RE: Palestine Today
⁜→ ding,
et al,
These are related questions of the same family tree.
Israel's claim to the land is based upon a fairy tale.
The international decision-making processes is responsible for the bad fruit. What basis did it have for granting Israel any land?
(COMMENT)
After the cessation of hostilities of the Great War
(the guns come to a halt gradually) and political remnants began to solidify out of the four Great Empires that collapsed and fell
[Imperial German (Kaiser Wilhelm II), Imperial Russian (Tsar Nicholas II), Ottoman Empire,(Sultan Abdulmejid II, Caliph), & Austro-Hungarian (Karl Franz Joseph)], the Allied Powers presented the Treaty of Sevres to the Ottoman Empire/Turkish Republic. The treaty was accepted and signed by:
※ Senator and General HAADI Pasha;
※ Senator RIZA TEVFIK Bey;
※ Minister RECHAD HALISS Bey, Special Envoy and Ambassador of Turkey at Berne;
However, the Treaty was rejected by
Field Marshal Mustafa Kemal Atatürk and at the conclusion of the Turkish War of Independence, Field Marshal Atatürk, founded the new Republic. The Treaty of Sevres was never ratified by the Turkish Senate (ie President Atatürk), and a new Treaty (the Treaty of Lausanne) was concocted.

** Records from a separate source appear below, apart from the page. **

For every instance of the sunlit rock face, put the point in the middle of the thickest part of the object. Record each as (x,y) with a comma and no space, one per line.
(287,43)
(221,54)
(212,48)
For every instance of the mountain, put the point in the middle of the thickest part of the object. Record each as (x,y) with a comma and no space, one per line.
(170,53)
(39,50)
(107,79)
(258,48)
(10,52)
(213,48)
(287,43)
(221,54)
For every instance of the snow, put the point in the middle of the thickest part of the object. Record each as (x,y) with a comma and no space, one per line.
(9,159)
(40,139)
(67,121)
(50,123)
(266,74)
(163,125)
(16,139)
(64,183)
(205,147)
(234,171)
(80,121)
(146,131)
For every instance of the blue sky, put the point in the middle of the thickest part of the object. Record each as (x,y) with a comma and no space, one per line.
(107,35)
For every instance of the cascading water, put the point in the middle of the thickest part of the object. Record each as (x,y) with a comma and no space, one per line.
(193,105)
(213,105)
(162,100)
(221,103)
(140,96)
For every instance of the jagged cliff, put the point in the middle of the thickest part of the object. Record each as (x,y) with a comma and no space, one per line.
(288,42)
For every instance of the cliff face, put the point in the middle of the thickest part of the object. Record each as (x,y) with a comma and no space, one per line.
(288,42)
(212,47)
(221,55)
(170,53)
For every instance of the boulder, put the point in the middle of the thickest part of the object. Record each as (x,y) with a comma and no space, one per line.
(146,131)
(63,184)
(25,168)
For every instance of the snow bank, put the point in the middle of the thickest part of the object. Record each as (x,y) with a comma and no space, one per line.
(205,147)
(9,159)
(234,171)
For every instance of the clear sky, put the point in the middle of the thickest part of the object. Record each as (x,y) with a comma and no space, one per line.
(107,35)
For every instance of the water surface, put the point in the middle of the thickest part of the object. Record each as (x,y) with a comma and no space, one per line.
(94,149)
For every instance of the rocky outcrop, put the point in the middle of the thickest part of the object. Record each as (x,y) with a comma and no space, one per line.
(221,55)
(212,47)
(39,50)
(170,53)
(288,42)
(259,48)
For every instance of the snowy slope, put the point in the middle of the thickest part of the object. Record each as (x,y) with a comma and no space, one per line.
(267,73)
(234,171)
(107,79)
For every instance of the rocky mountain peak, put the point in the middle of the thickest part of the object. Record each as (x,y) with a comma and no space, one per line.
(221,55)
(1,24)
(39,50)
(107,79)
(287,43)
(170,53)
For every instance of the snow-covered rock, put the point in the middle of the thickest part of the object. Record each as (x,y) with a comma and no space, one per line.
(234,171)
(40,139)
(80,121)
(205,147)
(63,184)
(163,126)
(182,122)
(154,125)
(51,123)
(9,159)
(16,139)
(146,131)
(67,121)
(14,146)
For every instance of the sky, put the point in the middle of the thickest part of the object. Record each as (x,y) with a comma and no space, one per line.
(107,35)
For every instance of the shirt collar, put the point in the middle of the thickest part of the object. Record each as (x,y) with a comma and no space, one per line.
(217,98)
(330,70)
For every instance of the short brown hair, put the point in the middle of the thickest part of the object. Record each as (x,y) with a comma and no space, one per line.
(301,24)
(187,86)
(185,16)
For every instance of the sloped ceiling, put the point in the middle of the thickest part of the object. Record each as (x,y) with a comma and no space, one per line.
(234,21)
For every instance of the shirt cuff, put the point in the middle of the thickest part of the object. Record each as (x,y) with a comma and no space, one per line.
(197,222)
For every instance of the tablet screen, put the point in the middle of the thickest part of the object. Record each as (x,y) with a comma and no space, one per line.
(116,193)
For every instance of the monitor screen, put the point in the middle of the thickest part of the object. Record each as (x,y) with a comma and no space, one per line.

The applicable paragraph in the Treaty of Sevres:
• SECTION XIII. - GENERAL PROVISIONS. ARTICLE 132 •
Outside her frontiers as fixed by the present Treaty Turkey hereby renounces in favour of the Principal Allied Powers all rights and title which she could claim on any ground over or concerning any territories outside Europe which are not otherwise disposed of by the present Treaty.
Turkey undertakes to recognise and conform to the measures which may be taken now or in the future by the Principal Allied Powers, in agreement where necessary with third Powers, in order to carry the above stipulation into effect.
This essentially replaces the Armistice of Mudros, which was considered the Surrender of the Ottoman Empire and the conclusion of that theater of the Great War.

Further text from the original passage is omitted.